Numerous wheelchair-bound individuals have proven through the years that loss of mobility does not pose as an obstacle to fulfilling hopes and ambitions. Many of them have in fact achieved fame and prominence; serving as inspiration for furthering improvements that will create a sense of normalcy in the lifestyle of people with disability.
Invention and Development of Wheelchairs for Persons with Mobility Problem
Today’s generation of persons with disability and mobility problems are far luckier. Mainly because the modern day models of wheelchairs come with features that allow them to manage immobility with greater ease.
The very first wheelchair purposely designed for managing immobility was said to have been built in 1595 for King Phillip of Spain. The contraption was a kingly chair outfitted with an adjustable backrest and wheels attached to all four legs of the chair. The wheels made it possible for servants to move the monarch around and about the palace, without diminishing the king’s stature and regal posture.
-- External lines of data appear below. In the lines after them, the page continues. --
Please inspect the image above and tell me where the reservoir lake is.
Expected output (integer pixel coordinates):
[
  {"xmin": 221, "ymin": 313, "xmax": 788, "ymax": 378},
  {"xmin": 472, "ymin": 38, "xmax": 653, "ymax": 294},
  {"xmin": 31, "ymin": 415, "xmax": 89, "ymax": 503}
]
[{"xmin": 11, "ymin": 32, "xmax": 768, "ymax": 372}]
Decades later, an English inventor named John Dawson invented a wheelchair that largely resembled a carriage. Supported by two large wheels in the rear and one small wheel in front. Dawson named the wheelchair as Bath, after his hometown. Although the wheelchair user was provided with a stiff handle as steering wheel, the Bath contraption can only be pushed or pulled by a horse or donkey. All other models of wheelchair that came about during the next 40 years of the era, were modeled after the Bath chair. .
It was only during the 18th century that self-propelled wheelchairs were invented, whilst evolving into mobility contraptions resembling the modern day wheelchairs. In 1932, an American engineer named Harry C. Jennings developed the first transportable folding wheelchair using tubular steel for his friend and fellow engineer, Herbert Everest.
The two later founded the pioneer company that mass-produced the mobility equipment. The Everest and Jennings Co. was in fact, the only representative of the wheelchair industry for several decades.
Subsequent Wheelchair Developments Focused on Special Needs
After the Everest and Jennings Company lost its monopoly on wheelchair manufacture, mobility devices started taking on new forms and features that made them more responsive to different personal needs. This phase in the development of chairs for persons with disability and mobility problems, started after World War II brought home critically wounded and disabled soldiers. The most significant of such transformations include wheelchairs geared as electric-powered mobility equipment.
The Need to Research Well When Looking to Buy a Wheelchair for Specific Needs
Manufacturers of mobility equipment and adaptive devices continue to invest on developing improvements that can make wheelchairs functional for a specific need, Today. there are wheelchairs designed to serve or furnish specific purposes, such as bariatric, pediatric, sports or even for beach use.
The array of choices is broad, as some persons with mobility and disability concerns have to have the best fit in terms of material, construction and/or design such as lightweight, ultra lightweight, reclining, tilting, motion-sensing, or with robotic features. Currently, there are even research initiatives looking into the possibility of creating a connection between the mobility chair and the user, to make possible, the production of wheelchairs that can be controlled by way of neurological impulses.
Reviews and feedback about wheelchairs are important because they provide information that can narrow down the search for the most appropriate wheelchair to buy, especially for an elderly. To further trim down the search results presented as choices, not a few were inclined to add [phrase incl. best wheelchairs for seniors] to their search words.